Their only comfort, so far, is that the first sentences in the case are at last being handed down.
On October 25, Robert Koppel of Roseville, Calif., was sentenced to three years' probation, after having first pleaded guilty to securities fraud, according to court documents. His sentence follows that of Mark Wolok, a Michigan businessman in the scam, who last year pleaded guilty to securities fraud and was sentenced to five years in prison, according to the United States Attorney's Office for the Eastern District of California.
The fraudulent scheme they and their confederates perpetrated involved a morbid—but legitimate--financial product called a viatical.
According to the government's indictment, legitimate viaticals first came into being during the AIDS epidemic, as a means for holders of life insurance policies to realize the cash benefit of their policies before their death.
Under such arrangements, the holder of a policy, known as the viator, sells his interest in it to a buyer for cash. The buyer then re-sells it, in whole or in part, to investors. Their return depends on how long the viator lives—the sooner he dies, the greater their return.
The life expectancy of the viator is determined by a medical doctor. If the viator does not die by the predicted date, the investor gets no return.
In the Northern California case, a Redding company called Secure Investment Services (SIS) sold viaticals under several false pretenses, according to the U.S. Attorney's Office and the SEC.
First, a government attorney familiar with the case tells ABC News, the policy holders had not been examined by a real doctor. "A lot of those forecasts as to life expectancy were just plain off. The holders lived longer than predicted."
Second, he says, buyers were told the their investments could not miss, because each policy was backed by a bond that would pay its entire death benefit, even if the insured failed to die by the medically-predicted date. The company issuing those bonds, he says, "never really existed."
The SEC and the U.S. Attorney's Office cracked down six years ago and froze SIC's assets, but by then, according to a document filed by the court-appointed receiver, most of the investors' money was already gone, used in part to prop up the policies of viators who lived longer than predicted.
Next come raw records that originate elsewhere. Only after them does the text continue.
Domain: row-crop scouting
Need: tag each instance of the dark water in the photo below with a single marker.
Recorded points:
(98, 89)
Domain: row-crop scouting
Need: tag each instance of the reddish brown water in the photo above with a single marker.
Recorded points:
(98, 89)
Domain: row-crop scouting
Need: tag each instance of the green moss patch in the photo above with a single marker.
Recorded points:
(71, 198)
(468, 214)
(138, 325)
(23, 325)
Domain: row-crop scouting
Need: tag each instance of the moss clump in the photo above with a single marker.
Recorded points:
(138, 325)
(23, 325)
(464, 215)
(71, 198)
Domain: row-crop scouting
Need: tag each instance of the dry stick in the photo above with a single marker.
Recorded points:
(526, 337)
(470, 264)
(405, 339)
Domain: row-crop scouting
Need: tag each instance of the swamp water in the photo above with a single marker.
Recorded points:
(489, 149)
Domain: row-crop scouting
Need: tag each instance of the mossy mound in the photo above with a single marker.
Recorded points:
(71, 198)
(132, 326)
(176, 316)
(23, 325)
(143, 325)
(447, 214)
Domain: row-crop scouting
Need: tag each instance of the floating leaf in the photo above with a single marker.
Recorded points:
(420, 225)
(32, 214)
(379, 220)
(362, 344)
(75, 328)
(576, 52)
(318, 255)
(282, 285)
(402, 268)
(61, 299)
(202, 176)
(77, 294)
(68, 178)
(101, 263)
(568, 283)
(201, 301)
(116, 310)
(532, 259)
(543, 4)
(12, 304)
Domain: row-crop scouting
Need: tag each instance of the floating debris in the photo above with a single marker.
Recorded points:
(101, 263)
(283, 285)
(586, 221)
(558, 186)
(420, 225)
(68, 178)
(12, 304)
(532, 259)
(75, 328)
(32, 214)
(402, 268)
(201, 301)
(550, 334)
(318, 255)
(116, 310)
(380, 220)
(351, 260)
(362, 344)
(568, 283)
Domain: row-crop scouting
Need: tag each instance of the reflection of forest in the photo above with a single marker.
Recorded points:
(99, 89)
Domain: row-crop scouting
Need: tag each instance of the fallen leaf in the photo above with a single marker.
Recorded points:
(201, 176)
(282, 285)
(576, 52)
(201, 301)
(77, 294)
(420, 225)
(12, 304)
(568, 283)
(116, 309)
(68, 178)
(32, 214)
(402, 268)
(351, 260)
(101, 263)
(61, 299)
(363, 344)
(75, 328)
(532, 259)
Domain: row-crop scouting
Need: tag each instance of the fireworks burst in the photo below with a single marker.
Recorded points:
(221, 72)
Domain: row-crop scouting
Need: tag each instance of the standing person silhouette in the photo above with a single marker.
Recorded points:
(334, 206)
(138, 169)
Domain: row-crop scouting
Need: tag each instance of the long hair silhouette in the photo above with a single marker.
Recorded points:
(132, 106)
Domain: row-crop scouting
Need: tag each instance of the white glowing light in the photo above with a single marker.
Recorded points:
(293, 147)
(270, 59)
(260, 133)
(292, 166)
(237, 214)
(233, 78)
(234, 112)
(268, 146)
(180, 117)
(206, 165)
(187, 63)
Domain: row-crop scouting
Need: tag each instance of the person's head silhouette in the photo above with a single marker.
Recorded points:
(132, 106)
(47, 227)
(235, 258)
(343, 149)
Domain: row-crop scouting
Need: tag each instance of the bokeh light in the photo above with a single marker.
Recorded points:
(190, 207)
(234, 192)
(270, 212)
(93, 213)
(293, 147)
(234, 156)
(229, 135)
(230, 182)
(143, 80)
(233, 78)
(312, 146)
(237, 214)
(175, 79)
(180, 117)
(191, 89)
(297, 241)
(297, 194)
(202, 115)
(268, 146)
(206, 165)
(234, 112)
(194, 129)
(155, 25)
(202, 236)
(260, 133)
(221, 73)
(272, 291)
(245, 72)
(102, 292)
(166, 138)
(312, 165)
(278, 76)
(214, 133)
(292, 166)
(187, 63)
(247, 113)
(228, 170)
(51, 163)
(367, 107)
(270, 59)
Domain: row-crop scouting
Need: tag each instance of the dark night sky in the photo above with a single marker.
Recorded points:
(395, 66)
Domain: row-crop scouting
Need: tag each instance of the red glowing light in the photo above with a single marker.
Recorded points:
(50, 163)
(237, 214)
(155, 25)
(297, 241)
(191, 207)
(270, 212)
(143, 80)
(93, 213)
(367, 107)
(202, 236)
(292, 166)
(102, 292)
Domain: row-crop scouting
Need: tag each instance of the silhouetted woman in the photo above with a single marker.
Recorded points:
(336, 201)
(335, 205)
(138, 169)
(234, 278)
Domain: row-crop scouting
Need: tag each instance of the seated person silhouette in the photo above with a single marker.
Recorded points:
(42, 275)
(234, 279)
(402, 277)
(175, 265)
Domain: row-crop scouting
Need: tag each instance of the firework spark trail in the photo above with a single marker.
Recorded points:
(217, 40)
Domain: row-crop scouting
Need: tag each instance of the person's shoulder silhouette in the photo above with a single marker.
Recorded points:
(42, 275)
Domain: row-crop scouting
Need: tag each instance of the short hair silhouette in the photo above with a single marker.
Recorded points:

Because money from new investors was used to prop up the policies bought by old investors, the government branded the whole enterprise a Ponzi scheme.
By the time SIC's assets were seized in 2007, the company had only $440,000 in cash left.
The lawyer familiar with the case says that the receiver has had only limited success selling the remaining policies, in part because after 2007 the economy tanked, and potential buyers for these pools of policies disappeared.
The Sacramento Bee reports that John Edlund, a Northern California resident in his mid-70s who invested $50,000 with SIC, is one of beleaguered buyers left holding the bag. "I haven't seen a dime, and I'm not sure I ever will," he told the paper. A call to him from ABC News requesting further comment was not returned.